Несмотря на сложность разграничения последствий рецессии и применения новых технологий, взаимосвязь между автоматизацией и быстрыми экономическими изменениями все чаще используется как основание для вывода о том, что США ждет кризис занятости или по меньшей мере длительный период несоответствия квалификаций. Бринолфссон и Макафи утверждают, что это реально, в расширенной версии «Гонки с машинами», озаглавленной «Вторая эпоха машин: Работа, прогресс и процветание во времена совершенных технологий» (The Second Machine Age: Work, Progress, and Prosperity in a Time of Brilliant Technologies). Аналогичное мнение высказывает известный специалист по теории вычислительной техники Джарон Ланье, работающий в Microsoft Research, в книге «Кто владеет будущим?» (Who Owns the Future?). Обе книги указывают на прямую связь между появлением Instagram, интернет-сервисом для обмена фотографиями, приобретенным Facebook за $1 млрд в 2012 г., и упадком Kodak, символа фотоиндустрии, которая в том же году объявила о банкротстве. «Команда всего из 15 человек в Instagram создала простое приложение, позволившее 130 млн клиентов обмениваться примерно 16 млрд фотографий, – пишут Бринолфссон и Макафи. – В компаниях, подобных Instagram и Facebook, работает лишь малая толика людей, которые требовались Kodak. Тем не менее рыночная стоимость Facebook в несколько раз больше, чем когда-либо была у Kodak, и в ней к настоящему времени родились по меньшей мере семь миллиардеров, каждый из которых владеет сетью десятикратно большей, чем была у [основателя Kodak] Джорджа Истмана»{53}.
Ланье говорит о проблемах Kodak еще более откровенно: «Они ведь изобрели первую цифровую камеру.

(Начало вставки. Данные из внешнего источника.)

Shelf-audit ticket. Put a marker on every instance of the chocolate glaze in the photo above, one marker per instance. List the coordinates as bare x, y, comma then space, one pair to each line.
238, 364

Но сегодня Kodak – банкрот, и новым лицом цифровой фотографии стала Instagram. Когда в 2012 г. Instagram была продана Facebook за миллиард долларов, в ней работали только 13 человек. Куда делись ликвидированные рабочие места? И что случилось с благополучием, которое они создавали для среднего класса?»{54}
Слабое место этих аргументов в том, что они не показывают истинного соотношения рабочих мест и игнорируют реальность финансовых проблем Kodak. Во-первых, даже если считать, что Instagram действительно уничтожила Kodak (а это не так), то соотношение рабочих мест совершенно не такое, как приведенное (13 против 145 000). Сервисы вроде Instagram появились не на пустом месте, а только тогда, когда интернет достиг зрелости и создал миллионы по большей части высококлассных рабочих мест. Это ясно показал издатель и организатор конференций Тим О'Рейли: «Задумайтесь, действительно ли Instagram вытеснила Kodak? А может быть, это дело рук Apple, Samsung и других производителей смартфонов, пришедших на смену фотоаппаратам? И разве не провайдеры сетевых услуг, центры обработки данных и поставщики оборудования устранили потребность в пленке, которую раньше продавала Kodak? В Apple работает 72 000 человек (по сравнению с 10 000 в 2002 г.). У Samsung 270 000 сотрудников, у Comcast – 126 000 и т. д.»